Search code examples
node.jsaws-sdkaws-step-functions

Update (skip) wait duration on AWS Step Function


I have a Step Function set up that has a 'wait' state (eg, 999999 seconds). Once the wait is over, the Step Function invokes a Lambda. Sometimes, I will want to interrupt the wait time and trigger the Lambda immediately. Is this possible?

I thought I could do it by using the aws-sdk with the Step Functions API to manually skip the wait; but I've been experimenting with no success.

I tried the API's Start Execution method, but it is only for starting the entire Step Function (https://docs.aws.amazon.com/step-functions/latest/apireference/API_StartExecution.html) I can't find anything for manipulating individual steps.

I can use GetExecutionHistory to return an event object that describes the Wait step, eg:

{
    timestamp: 2022-10-17T08:38:27.849Z,
    type: 'WaitStateEntered',
    id: 2,
    previousEventId: 0,
    stateEnteredEventDetails: {
      name: 'Wait',
      input: '{\n    "Comment": "Insert your JSON here"\n}',
      inputDetails: {truncated: false}
    }
  },

But there doesn't seem to be a way to manipulate this event to move to the next step.


Solution

  • I've spoken to AWS tech support who have confirmed that there is nothing in the aws-sdk or the aws-cdk that provides for the update of an existing state (eg, a 'wait' state) while it is running. There are some workarounds:

    1. AWS tech support suggest Iterating a loop using a Lambda. This basically loops over a Choice>Wait>Lambda>(repeat) where the Lambda returns an output that tells the Choice whether to continue with the loop or else direct the Execution to another state. The advantage of this is that we don't need to cancel the Execution and we maintain a simpler record of activities. The disadvantage is that we are regularly invoking a Lambda.
    2. As per @Guy's suggestion, we could split the Step Function into two separate Step Functions.
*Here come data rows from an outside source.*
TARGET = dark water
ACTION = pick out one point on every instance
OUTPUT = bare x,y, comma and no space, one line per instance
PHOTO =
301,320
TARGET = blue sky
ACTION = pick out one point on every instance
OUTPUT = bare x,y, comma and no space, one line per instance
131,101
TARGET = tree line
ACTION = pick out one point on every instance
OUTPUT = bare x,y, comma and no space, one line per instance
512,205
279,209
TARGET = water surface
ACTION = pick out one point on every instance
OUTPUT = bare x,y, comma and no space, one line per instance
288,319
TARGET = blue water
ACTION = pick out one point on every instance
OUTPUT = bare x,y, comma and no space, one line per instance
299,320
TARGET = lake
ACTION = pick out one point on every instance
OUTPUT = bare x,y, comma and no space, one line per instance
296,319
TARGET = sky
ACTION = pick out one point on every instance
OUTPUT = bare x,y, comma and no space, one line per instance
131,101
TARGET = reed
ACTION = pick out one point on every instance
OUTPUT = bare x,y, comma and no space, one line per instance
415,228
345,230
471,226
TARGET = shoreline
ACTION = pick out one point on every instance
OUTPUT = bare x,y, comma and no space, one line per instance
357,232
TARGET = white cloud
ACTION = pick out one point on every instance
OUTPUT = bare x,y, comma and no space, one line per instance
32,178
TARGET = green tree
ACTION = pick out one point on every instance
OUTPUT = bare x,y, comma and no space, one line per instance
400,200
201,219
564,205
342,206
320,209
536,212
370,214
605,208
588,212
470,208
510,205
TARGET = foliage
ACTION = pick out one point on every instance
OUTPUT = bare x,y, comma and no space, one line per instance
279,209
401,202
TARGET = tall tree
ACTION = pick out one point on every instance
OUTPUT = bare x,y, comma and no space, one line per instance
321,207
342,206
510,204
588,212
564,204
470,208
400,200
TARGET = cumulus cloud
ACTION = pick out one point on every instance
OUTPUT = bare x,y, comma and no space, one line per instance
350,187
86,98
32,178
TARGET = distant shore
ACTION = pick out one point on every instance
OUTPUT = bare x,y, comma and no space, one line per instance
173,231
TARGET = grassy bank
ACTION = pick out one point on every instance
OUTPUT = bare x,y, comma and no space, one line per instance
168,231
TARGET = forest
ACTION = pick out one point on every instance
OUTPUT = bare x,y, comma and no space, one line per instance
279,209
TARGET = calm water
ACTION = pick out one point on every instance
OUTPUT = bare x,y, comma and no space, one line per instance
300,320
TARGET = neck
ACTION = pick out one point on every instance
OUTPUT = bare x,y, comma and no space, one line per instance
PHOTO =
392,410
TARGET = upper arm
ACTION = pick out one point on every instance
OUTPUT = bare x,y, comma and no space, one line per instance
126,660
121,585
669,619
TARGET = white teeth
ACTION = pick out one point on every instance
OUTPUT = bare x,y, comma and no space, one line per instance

This means we could cancel the initial Step Function and then trigger the latter Step Function manually.

    We can cancel the execution of a Step Function with stopExecution. For example, using the aws-sdk:

    import { config, Credentials, StepFunctions } from "aws-sdk"; // package.json:   "aws-sdk": "^2.1232.0",
    
    config.update({ region: "eu-west-2" });
    const stepFunctions = new StepFunctions();
    
    const stoppedExecution = await stepFunctions
     .stopExecution({
       executionArn: "...",
       cause: "...",
       error: "...",
      })
     .promise();
    

    We can then trigger a new Step Function with startExecution

    1. Step Functions also allow us to Wait for a callback with the Task Token. Basically, the Execution step state will send a task token (eg, to a Lambda), then wait to be returned the Task Token. Once received the Execution will proceed to the next step.

    There are two ways I can think of proceeding from above item 3.:

    a. Configure a Heartbeat Timeout for a Waiting Task. If the Heartbeat Timeout ends without a response token being received, the task fails with a States.Timeout error name. We can (I assume) handle the error in the Task rule to trigger the next step anyway. So the default behaviour is now to trigger the next step after a duration elapses, and then we also have the facility to skip the wait duration by sending the Task Token back to the Execution.

    b. Use another Service to perform the wait function and return the Task Token after the wait duration has elapsed.